5. Idolatry degrades us into the image of the gods we make.

God made man, male and female, in his image. We are best when we are like him, and we are most like him when we worship him. St. Paul wrote in 2 Corinthians 4:18, “And we, who with unveiled faces all reflect the Lord’s glory, are being transformed into his likeness with ever-increasing glory…” There is a inviolate principle of life: we become like the God or gods that we worship. Look at what happens when they begin to worship that bull. Verse 25 says, “Moses saw that the people were running wild and that Aaron had let them get out of control and so become a laughingstock to their enemies.” When you worship a bull you become like a bull. The Hebrew words used to describe their actions speak of debauchery. Bulls are beasts of unbridled passions, and so were these idolaters. Bulls live to eat, procreate, and fight. And that’s what the Israelites were doing. As our culture turns increasingly away from the God of the Bible, we ought not to be surprised at the level of depravity, debauchery and deception that spreads across the land. The idols we create always destroy our dignity. In the end Howard Hughes became a bag-o-bones perforated with hypodermic needles. Life is full of warnings about the danger of idolatry.
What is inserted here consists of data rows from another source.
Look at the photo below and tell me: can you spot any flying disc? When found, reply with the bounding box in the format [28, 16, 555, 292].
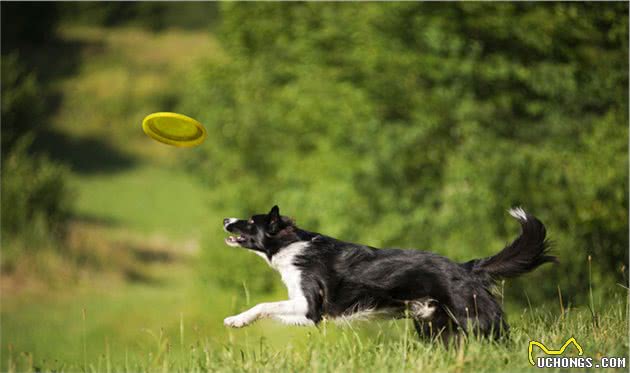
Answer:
[142, 112, 206, 147]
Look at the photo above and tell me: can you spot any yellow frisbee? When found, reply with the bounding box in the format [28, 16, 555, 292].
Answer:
[142, 112, 206, 147]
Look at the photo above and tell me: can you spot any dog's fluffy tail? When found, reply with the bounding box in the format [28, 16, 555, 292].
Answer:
[462, 207, 558, 280]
So how do we respond to this message? Moses tore into Aaron, and then he tore the idol down. He ground it into powder, and then mixed it with water and made the people drink it. It was bitter medicine to swallow. It is never pleasant to swallow the truth. But thank God, Jesus took a bitter cup and swallowed it. The cup of God’s wrath against us was poured out on him. He drank fully of the cup of our idolatries. It was bitter like gall. The poison of our sins killed our Savior. But in his death, burial and resurrection brought us salvation and healing. There is forgiveness, even for idolatry. But we must crush the idols in our lives. Not one of them can remain. The journey to the Promise Land is too long for us to carry idols that not only can’t get us there, but will wear us down in the desert. Instead, let the LORD pick you up and carry you all the way home.